Hazel decided to pretend the context of the video was Byron realizing the error of his ways and beating his head into the ground accordingly.
“Do you think it was really someone at the police station who leaked the footage?” Jasper asked. The way he was shoveling peanuts into his mouth made Hazel feel like they were at a movie theater.
Maybe this was true, but the threat of a lawsuit from Gogol would be too scary for most workers to risk it. “I feel like maybe Fiffany had a hand in that too,” Hazel said. If so, the act almost seemed like an apology meant just for her.
Jasper raised his bottle in the air. “Hail to the new CEO.”
Fiffany was “requesting privacy during this difficult time,” but all channels were confirming that she was going to be named as the new CEO of Gogol.
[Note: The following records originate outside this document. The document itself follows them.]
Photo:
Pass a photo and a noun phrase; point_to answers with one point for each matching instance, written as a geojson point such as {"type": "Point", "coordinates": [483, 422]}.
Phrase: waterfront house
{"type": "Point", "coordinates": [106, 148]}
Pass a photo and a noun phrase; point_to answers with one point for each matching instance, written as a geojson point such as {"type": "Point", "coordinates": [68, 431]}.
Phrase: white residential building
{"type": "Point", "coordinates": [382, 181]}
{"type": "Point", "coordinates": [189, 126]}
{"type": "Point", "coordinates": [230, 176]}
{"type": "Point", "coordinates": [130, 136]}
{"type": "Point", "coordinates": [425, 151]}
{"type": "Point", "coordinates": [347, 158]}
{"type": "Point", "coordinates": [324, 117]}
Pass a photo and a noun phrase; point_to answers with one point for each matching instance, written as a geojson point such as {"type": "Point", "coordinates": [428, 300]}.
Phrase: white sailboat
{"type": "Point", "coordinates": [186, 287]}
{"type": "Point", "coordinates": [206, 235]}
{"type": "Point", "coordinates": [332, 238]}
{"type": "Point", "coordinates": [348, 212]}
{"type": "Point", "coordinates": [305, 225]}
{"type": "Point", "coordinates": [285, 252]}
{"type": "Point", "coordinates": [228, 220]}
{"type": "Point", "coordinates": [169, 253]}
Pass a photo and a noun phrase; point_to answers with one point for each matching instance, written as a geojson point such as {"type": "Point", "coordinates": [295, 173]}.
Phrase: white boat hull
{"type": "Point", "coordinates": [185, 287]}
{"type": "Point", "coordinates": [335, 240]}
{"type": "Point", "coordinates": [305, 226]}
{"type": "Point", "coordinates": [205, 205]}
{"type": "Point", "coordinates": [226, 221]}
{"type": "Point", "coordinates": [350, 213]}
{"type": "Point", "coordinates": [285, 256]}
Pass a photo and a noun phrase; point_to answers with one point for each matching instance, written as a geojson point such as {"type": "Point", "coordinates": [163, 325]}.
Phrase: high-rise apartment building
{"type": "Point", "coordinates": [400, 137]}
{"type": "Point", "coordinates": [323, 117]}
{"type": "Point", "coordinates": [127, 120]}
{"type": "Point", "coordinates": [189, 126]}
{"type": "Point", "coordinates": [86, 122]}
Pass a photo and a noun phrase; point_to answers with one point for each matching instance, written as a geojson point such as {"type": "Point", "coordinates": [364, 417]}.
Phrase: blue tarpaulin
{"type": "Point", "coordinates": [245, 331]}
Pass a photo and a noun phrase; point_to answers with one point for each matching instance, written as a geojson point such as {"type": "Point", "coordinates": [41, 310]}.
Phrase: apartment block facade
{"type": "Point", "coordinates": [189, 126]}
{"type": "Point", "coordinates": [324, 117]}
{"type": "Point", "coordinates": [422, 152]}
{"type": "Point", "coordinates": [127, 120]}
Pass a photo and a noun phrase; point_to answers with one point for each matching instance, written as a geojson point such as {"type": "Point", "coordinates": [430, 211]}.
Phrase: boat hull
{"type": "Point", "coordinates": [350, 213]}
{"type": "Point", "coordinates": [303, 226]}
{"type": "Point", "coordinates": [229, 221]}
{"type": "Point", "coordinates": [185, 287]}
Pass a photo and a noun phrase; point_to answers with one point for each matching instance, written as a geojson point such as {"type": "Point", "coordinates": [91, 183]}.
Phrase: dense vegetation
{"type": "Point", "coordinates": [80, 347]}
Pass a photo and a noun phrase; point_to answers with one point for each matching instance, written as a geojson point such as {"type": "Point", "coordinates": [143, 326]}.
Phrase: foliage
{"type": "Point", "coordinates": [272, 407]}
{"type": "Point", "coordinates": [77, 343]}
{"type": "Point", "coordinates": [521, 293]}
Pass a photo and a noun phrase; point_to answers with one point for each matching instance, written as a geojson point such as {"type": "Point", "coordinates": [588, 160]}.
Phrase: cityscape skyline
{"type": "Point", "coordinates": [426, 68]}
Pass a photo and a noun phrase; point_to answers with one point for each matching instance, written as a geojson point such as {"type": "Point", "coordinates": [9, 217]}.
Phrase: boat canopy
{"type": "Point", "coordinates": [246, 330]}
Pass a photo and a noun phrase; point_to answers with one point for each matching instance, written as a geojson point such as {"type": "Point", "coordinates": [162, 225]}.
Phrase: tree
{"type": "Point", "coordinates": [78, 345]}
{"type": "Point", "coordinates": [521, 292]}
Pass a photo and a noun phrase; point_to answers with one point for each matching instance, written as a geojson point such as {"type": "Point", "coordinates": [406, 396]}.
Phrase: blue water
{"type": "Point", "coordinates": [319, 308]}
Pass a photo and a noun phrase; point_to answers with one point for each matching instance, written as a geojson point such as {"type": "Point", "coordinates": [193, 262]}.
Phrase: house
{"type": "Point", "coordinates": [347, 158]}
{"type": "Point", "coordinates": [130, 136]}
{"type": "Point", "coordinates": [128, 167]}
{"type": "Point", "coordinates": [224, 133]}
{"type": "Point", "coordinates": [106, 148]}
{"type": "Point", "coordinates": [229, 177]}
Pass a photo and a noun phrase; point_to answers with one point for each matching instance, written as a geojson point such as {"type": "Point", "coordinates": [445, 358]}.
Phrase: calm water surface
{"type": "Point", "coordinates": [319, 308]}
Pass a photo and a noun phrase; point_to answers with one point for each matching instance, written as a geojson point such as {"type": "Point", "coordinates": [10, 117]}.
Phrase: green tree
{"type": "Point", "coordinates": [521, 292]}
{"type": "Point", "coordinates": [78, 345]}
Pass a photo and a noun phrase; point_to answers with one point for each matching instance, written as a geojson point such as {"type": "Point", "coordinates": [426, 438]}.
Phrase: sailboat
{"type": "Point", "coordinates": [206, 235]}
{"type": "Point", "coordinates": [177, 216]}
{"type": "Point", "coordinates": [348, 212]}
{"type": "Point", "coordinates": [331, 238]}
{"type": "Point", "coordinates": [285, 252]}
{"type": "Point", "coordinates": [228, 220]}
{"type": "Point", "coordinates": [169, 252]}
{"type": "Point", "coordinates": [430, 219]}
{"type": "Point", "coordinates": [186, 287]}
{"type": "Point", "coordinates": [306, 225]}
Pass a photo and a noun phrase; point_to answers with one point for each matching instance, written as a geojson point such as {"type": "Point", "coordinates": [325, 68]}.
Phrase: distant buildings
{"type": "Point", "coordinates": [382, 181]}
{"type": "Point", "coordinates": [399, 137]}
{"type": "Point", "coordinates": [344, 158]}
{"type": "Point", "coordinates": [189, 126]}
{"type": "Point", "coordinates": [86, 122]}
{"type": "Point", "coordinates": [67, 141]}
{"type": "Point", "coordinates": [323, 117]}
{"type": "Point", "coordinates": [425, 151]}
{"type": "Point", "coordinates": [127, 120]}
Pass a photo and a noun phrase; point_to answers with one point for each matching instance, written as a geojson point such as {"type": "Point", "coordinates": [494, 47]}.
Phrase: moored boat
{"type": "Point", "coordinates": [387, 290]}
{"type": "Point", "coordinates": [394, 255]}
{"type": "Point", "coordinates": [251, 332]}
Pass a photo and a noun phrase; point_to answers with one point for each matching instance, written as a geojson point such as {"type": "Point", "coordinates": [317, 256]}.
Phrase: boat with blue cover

Hazel had had Fiffany all wrong. Fiffany’s ultimate pursuit had been the company, not Byron. And in killing him, she’d probably saved the world a little. One of her new VPs was already discussing what speculative changes the company might undergo with her leadership, and none of the projected initiatives included brain melds. She’d likely be bowing out of several of Gogol’s weapons contracts and wanted to increase the company’s humanitarian initiatives. “She’s quite interested in expanding development for art and education technologies,” the television said.
“Hail to the new CEO,” Hazel agreed.